Jangan ketipu sama judulnya, ini bukan semacam reboot atau mereka langsung mengulang lagi franchise mereka dari awal. Nope, bukan itu.
Instead, Battlefield 1 punya latar tempat dan waktu yang bener-bener gak terduga.
Perang Dunia I.
Ketika trailer tersebut keluar, dunia internet pun langsung meledak.
Gue harus mulai dari mana, ya?
Ketika trailer tersebut keluar, bertebaran komentar di video tersebut berbunyi semacam 'RIP Call of Duty' dan pernyataan senada semacam 'Battlefield >>> Call of Duty'. Netizen seluruh dunia udah semacam merayakan kemenangan Battlefield yang terlihat mutlak atas Call of Duty.
Gak berhenti di situ, beredaran pula meme video trailer Battlefield 1 dibandingkan dengan Call of Duty. Ada yang-- ah sudahlah, gue gak bisa ngejelasin, jauh lebih gampang kalo diliat sendiri.

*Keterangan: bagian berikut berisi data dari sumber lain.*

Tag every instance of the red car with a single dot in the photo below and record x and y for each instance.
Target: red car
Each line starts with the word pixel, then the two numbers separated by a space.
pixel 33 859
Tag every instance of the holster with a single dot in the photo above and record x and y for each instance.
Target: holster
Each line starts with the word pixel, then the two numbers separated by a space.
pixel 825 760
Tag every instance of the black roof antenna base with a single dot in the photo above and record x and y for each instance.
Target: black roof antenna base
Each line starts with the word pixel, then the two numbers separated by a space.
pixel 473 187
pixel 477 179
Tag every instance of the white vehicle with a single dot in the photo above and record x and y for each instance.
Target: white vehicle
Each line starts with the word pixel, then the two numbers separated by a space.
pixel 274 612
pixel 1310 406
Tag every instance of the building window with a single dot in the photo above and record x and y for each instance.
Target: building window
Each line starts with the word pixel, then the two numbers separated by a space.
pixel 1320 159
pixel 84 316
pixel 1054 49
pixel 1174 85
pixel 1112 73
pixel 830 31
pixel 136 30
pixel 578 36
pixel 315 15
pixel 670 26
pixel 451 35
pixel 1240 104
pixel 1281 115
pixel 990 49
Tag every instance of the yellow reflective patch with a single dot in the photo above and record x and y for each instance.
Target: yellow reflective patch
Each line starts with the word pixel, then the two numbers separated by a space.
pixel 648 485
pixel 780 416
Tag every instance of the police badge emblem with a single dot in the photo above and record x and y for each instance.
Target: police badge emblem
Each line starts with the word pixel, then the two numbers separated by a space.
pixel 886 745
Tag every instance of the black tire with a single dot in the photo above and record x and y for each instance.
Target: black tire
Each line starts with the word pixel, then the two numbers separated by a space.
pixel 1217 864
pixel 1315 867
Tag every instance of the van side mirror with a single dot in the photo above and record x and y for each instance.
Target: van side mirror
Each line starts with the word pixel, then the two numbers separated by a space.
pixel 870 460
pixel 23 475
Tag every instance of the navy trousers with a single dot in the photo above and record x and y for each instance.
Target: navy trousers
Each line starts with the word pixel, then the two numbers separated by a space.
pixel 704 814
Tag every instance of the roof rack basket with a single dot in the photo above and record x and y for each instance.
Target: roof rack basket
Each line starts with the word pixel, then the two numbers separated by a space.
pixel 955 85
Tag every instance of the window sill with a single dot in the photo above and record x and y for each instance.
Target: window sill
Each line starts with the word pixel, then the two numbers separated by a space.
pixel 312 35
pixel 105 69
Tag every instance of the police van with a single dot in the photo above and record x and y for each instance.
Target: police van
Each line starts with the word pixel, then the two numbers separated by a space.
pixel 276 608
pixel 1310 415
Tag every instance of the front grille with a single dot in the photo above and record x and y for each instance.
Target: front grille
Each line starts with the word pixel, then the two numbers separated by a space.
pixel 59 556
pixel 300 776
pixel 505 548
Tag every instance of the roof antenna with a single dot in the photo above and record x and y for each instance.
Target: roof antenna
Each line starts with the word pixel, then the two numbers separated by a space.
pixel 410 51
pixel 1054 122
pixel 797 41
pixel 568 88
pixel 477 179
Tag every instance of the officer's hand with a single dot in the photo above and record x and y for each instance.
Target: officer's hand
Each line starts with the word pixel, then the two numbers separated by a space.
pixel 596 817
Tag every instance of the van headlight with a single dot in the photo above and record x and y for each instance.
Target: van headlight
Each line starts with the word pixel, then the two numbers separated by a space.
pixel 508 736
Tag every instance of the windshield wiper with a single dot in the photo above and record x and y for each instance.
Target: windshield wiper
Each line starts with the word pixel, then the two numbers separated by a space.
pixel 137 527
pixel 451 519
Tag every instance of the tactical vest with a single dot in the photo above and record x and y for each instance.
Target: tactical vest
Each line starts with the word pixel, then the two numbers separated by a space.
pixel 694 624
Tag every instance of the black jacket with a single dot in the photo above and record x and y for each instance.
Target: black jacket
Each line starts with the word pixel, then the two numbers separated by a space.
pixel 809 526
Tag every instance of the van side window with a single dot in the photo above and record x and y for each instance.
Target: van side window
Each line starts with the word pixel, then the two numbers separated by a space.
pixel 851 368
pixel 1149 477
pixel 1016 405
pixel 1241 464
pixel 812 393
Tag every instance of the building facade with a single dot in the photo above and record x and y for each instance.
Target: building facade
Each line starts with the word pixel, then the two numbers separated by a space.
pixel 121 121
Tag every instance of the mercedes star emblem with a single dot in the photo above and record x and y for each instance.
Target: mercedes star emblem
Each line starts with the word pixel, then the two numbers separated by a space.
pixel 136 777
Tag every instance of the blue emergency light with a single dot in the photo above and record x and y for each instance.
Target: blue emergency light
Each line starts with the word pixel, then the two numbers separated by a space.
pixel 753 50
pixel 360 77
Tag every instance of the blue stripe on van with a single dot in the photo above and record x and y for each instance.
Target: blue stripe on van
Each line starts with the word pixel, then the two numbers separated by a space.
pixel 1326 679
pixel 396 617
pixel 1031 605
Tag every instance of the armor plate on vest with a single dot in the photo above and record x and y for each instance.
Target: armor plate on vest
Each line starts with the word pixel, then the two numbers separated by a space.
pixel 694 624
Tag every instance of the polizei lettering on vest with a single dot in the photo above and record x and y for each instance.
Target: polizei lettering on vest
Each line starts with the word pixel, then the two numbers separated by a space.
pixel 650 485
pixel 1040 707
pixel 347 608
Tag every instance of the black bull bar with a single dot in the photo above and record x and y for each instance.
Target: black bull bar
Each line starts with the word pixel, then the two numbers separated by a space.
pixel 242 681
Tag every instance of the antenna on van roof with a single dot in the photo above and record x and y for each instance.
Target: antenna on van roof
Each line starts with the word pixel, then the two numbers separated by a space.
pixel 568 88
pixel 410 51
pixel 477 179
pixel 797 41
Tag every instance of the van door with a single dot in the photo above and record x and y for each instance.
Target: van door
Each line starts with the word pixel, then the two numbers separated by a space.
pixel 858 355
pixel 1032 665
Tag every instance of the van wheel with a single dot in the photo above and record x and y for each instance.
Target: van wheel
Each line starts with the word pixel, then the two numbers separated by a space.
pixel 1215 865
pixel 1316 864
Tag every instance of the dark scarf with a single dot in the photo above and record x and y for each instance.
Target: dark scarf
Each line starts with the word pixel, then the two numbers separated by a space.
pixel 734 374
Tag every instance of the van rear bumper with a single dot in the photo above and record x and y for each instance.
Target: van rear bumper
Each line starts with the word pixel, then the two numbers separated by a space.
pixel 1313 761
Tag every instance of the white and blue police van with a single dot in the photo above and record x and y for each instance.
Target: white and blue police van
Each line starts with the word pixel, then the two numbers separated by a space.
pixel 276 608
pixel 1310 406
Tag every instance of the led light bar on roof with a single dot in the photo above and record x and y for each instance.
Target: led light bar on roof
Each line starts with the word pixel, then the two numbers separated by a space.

Bukan cuman dibandingin dengan Call of Duty, trailer berlatar lagu Seven Nation Army tersebut juga di mash up dengan banyak banget video lainnya.
Gimana dengan trailer itu sendiri?
2 juta likes.
(gue salah satunya)
Dengan likes sebanyak itu, trailer tersebut sukses menjadi trailer game dengan likes terbanyak sepanjang sejarah.
What can I say?
Mengutip dua komentator WWE tentang Randy Orton,
Sebelom bom berupa trailer tersebut dijatuhkan, gak ada yang namanya pihak DICE selaku pembuat game tersebut mengonfirmasi kalo Battlefield selanjutnya bakal berlatar di Perang Dunia I. Hell, gak ada orang yang ngira mereka bakal terjun ke dunia Perang Dunia I. Gue aja mikir sejauh-jauhnya mereka, mereka bakal ke Perang Dunia II. Ato Perang Vietnam. TAPI GAK PERANG DUNIA I.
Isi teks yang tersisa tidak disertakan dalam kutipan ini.